On the way home, my mother and dad would always ask me what I had liked best. Such an impossible question! Undoubtedly, what impressed me most were the artists who performed on the high wire. Watching, but not really wanting to watch, I could hardly believe my eyes. With crooked neck I would stare at a daredevil as he ventured out on a single strand of wire maybe a thousand feet above the ground (at least my child’s eye believed it had to be at least a thousand feet) with a balancing bar firmly grasped in his hands. In great anticipation I nervously watched until he crossed to the other side. And then, he would throw that bar away and walk back empty-handed! As if that was not enough to unravel my nerves, he then would cross for the second time, only this time riding a bicycle! Finally, for the finale, a woman would ride upon his shoulders as he crossed the wire for the last time. I remember applauding not only because of my amazement at such courage, but also out of relief the act was finally over.

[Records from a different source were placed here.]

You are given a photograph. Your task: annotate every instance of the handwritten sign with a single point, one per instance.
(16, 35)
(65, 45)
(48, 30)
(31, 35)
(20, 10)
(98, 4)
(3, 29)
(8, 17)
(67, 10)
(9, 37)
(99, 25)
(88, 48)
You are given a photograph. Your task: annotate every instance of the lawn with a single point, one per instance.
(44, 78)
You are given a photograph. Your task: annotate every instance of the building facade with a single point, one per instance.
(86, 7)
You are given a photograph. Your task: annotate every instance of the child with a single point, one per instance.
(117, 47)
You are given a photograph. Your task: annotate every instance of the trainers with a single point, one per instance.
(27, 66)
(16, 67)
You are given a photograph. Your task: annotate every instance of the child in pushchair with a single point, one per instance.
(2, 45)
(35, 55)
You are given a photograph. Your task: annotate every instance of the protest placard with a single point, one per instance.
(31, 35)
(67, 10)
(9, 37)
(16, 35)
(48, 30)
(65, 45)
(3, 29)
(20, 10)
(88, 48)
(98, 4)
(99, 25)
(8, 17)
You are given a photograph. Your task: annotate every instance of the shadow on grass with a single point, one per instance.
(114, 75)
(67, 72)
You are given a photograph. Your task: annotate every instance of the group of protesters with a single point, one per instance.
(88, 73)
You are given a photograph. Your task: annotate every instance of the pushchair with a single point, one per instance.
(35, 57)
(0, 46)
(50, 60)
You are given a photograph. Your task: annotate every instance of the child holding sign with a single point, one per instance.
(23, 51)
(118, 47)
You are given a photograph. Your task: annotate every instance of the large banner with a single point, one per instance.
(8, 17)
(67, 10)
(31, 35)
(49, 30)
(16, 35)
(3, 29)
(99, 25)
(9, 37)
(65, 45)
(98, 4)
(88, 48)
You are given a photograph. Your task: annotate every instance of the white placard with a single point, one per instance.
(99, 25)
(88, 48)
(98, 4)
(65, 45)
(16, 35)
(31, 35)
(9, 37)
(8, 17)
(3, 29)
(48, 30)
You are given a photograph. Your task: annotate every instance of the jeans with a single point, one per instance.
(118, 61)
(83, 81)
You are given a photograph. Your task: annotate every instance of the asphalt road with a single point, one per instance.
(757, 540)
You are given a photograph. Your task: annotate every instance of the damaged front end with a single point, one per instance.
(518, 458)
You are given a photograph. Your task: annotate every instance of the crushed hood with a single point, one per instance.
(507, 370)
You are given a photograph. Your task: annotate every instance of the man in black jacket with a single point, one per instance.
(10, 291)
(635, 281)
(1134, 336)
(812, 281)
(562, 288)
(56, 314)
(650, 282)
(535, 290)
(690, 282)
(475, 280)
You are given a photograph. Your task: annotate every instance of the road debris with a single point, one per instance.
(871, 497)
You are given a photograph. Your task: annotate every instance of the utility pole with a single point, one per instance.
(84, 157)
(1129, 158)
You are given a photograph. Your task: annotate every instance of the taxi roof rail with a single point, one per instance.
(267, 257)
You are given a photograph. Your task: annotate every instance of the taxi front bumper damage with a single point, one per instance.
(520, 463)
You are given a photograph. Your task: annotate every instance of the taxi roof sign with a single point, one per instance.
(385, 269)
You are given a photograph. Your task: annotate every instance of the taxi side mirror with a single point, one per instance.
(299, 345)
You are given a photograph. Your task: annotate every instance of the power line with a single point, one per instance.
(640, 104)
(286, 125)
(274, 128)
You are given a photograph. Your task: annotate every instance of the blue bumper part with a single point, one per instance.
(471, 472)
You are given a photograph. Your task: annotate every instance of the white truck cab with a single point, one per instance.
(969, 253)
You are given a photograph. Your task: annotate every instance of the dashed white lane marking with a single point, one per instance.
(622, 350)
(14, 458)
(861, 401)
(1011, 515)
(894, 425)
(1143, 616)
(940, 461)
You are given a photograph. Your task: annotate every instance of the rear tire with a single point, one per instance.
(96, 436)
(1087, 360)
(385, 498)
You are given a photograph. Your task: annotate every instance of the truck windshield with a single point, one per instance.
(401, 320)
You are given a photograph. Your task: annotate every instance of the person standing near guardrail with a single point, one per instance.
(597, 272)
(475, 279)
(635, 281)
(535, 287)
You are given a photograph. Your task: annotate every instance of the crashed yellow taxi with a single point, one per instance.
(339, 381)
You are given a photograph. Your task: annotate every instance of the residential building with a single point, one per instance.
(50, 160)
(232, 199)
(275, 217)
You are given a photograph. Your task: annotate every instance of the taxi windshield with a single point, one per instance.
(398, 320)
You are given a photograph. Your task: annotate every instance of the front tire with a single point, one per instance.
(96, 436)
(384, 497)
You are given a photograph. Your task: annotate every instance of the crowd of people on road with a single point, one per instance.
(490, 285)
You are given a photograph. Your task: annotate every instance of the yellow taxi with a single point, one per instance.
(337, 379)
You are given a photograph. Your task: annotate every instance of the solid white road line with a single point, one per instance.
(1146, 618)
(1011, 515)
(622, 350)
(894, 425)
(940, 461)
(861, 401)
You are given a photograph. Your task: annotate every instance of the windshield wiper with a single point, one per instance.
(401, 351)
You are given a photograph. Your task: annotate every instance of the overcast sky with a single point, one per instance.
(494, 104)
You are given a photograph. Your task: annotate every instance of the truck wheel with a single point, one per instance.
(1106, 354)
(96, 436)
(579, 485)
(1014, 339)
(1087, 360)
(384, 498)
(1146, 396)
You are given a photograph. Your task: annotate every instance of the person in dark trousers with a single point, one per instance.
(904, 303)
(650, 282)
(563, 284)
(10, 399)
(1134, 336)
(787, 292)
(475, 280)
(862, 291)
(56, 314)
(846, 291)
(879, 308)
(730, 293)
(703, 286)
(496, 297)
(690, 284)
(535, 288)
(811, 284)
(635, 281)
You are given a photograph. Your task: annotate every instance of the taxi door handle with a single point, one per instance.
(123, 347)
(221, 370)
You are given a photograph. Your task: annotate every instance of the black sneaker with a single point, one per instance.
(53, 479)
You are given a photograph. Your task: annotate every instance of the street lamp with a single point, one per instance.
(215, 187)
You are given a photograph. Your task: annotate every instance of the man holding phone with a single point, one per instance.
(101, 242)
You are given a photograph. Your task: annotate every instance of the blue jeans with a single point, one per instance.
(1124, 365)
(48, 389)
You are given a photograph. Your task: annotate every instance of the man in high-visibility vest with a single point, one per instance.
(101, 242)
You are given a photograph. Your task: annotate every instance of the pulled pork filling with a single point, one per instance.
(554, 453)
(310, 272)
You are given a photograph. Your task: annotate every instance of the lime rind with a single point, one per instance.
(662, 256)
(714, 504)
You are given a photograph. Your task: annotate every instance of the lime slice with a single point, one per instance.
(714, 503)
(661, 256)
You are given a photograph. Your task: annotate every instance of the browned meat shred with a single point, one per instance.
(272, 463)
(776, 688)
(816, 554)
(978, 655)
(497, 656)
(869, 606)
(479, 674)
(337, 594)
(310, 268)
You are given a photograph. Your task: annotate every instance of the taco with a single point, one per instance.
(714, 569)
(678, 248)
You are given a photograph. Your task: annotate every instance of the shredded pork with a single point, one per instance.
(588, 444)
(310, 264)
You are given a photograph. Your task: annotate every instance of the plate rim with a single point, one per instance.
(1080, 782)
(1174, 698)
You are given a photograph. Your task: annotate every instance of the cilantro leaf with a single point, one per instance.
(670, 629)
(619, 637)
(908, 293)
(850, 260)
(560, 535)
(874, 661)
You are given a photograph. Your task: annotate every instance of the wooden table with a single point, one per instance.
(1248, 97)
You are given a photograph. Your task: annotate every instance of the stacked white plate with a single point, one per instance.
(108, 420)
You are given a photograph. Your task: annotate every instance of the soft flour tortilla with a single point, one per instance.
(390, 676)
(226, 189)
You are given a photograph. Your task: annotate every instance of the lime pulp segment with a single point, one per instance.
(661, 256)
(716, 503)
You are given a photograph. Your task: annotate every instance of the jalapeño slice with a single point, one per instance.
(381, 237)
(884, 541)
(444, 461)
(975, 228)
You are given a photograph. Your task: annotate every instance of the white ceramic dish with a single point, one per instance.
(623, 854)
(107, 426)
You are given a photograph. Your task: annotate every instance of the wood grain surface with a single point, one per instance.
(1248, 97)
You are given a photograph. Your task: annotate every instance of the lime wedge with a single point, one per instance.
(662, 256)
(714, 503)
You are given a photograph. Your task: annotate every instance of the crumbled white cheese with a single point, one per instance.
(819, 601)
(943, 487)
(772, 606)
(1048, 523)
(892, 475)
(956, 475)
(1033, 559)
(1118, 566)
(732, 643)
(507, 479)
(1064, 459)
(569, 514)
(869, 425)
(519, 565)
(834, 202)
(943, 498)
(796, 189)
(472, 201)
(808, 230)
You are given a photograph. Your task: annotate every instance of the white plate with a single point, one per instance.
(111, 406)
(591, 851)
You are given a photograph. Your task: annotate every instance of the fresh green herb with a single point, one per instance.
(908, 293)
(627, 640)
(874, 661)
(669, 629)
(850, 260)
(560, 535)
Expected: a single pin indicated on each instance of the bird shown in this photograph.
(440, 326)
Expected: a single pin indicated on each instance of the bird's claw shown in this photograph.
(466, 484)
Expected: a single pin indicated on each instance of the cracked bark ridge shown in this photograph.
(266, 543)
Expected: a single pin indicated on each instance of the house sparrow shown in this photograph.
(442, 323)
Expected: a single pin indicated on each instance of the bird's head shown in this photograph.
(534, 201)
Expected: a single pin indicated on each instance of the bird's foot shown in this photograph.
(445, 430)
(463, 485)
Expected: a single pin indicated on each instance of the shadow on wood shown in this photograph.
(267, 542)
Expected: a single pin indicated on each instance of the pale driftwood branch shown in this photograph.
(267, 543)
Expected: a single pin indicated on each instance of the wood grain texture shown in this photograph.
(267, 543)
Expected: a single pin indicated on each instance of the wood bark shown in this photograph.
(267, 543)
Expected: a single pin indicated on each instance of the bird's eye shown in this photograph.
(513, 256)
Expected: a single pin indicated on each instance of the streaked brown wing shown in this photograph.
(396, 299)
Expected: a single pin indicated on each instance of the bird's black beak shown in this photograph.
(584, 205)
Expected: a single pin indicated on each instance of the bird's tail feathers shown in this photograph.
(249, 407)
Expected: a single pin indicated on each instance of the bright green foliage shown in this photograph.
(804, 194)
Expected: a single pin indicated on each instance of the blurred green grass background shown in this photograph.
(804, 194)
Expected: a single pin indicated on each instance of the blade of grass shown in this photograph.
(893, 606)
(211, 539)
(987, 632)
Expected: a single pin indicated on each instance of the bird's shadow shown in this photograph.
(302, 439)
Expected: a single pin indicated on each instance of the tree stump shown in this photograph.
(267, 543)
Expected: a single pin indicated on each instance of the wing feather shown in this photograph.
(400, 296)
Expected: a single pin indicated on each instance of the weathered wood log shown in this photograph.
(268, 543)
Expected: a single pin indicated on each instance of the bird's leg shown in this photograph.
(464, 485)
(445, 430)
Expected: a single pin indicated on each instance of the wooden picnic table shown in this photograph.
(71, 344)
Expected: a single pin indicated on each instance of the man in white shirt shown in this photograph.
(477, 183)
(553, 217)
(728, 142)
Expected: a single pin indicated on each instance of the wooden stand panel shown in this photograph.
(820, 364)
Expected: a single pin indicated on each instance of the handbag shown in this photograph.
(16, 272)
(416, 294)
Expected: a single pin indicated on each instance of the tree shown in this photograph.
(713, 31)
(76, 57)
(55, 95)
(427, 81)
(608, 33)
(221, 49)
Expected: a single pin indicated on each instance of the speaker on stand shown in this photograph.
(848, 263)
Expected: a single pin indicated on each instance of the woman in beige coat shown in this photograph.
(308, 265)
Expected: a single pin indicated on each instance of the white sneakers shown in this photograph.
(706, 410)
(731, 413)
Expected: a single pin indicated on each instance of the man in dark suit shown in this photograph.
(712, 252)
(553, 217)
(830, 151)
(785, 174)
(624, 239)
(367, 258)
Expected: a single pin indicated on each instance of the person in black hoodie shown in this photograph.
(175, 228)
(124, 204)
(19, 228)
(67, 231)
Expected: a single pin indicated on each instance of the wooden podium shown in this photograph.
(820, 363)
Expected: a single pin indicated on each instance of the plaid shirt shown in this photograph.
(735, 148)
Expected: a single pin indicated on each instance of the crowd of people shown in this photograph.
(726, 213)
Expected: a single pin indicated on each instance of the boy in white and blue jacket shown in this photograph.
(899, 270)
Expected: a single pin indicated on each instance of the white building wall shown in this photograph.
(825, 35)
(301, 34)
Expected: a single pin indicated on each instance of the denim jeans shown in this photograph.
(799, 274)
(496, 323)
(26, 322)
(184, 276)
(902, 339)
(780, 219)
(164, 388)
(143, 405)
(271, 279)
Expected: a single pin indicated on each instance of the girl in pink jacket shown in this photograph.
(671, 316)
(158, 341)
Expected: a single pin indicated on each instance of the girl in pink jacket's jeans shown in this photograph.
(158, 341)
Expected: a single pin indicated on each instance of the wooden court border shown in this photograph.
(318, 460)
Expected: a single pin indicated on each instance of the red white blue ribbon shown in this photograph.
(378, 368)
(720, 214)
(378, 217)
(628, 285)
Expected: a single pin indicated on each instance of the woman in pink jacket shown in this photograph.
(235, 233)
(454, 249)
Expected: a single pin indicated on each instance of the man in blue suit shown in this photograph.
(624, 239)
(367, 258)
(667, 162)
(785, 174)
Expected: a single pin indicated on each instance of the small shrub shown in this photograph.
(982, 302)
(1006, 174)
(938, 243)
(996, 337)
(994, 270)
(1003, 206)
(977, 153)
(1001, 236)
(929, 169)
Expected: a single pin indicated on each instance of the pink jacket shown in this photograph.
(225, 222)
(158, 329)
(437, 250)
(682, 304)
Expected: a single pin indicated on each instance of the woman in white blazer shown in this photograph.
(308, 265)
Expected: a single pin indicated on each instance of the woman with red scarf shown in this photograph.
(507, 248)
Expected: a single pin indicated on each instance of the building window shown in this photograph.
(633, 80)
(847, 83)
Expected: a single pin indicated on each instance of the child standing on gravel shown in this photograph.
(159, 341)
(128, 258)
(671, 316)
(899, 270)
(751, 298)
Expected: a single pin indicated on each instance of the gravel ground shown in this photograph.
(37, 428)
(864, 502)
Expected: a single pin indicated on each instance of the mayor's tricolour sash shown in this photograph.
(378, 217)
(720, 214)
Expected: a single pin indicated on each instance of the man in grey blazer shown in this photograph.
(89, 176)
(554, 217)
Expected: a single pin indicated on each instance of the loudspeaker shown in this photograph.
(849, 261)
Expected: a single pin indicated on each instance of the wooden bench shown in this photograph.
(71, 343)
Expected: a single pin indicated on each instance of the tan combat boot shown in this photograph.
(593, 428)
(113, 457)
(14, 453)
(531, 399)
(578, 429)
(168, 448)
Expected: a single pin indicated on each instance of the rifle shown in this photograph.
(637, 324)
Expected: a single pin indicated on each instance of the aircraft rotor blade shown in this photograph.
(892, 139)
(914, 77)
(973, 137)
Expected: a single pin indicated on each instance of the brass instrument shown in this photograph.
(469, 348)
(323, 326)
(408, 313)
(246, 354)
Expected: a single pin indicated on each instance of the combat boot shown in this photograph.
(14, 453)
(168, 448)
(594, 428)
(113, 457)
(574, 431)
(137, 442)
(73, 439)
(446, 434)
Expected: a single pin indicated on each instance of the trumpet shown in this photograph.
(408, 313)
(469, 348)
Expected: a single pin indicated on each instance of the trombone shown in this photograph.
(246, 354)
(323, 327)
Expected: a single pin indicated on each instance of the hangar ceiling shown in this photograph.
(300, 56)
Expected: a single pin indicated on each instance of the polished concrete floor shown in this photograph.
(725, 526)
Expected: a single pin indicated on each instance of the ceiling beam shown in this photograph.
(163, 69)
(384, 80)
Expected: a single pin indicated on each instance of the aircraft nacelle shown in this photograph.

But I also told my parents that what I enjoyed the most was what came after the impressive act on the high wire. There would be a little red car that would come out from nowhere — speeding, backfiring, veering this way and that, honking its horn until it reached the center ring. And then, an unbelievable number of clowns would emerge from the roof of that car, running and bumping into each other, falling over their own enormous feet, honking bright red noses, pants falling down revealing polka dot boxer shorts. I would laugh until my side ached. What a relief they were after holding my breath during the high-wire act.
As I have grown into adulthood, I have come to understand the circus as more than a simple form of entertainment. There is something about the circus that is profoundly significant, as it is a reminder to all of us of who we are.
Within each one of is a high-wire artist who has the courage to take the risk to attempt what appears impossible. This is the part of all of us that realizes that with enough concentration and focus we can accomplish just about anything. We all, as high-wire artists, have the capability of amazing not only others — but ourselves — with our unbelievable potentials.
But, also within each one of is a bumbling, fumbling clown. And the clown within us, although full of merriment and mischievousness, is fearful of our high-wire potential.
Why risk when are so capable of making such fools of ourselves? How easy it is to trip over our own two feet! How do we balance our high-wire potential with clownlike limitations?
First, I believe we need an openness and compassion to the clownlike side of who we are. Never does it help to be contemptuous of our own bumbling or other bumblers of this world. When we find ourselves tripping over our own feet or running into walls or falling flat on our faces, we especially need to be kind to ourselves.
Second, we need to challenge ourselves to venture onto the high wire on occasion. Of course, as we venture out, we should be aware that some are watching with crocked necks, half hoping we will fall. With folded arms they stand in judgement. Don’t worry about those observers. They’re the ones who play it safe and never have the courage to climb the ladder, much less venture out on the wire.
Third, surround yourself with other high-wire artists. Seek out those who have the courage to try the high-wires in life. You will find that their lives are rich and full of excitement.
Fourth, don’t try to live on the high-wire. Understand the balance between acceptance and expectation. If you don’t, you are just setting yourself up for a major fall. Put on your clown suit and play until your heart is content. Then venture back onto the high wire. Only then will you maintain the proper balance that will keep you from falling.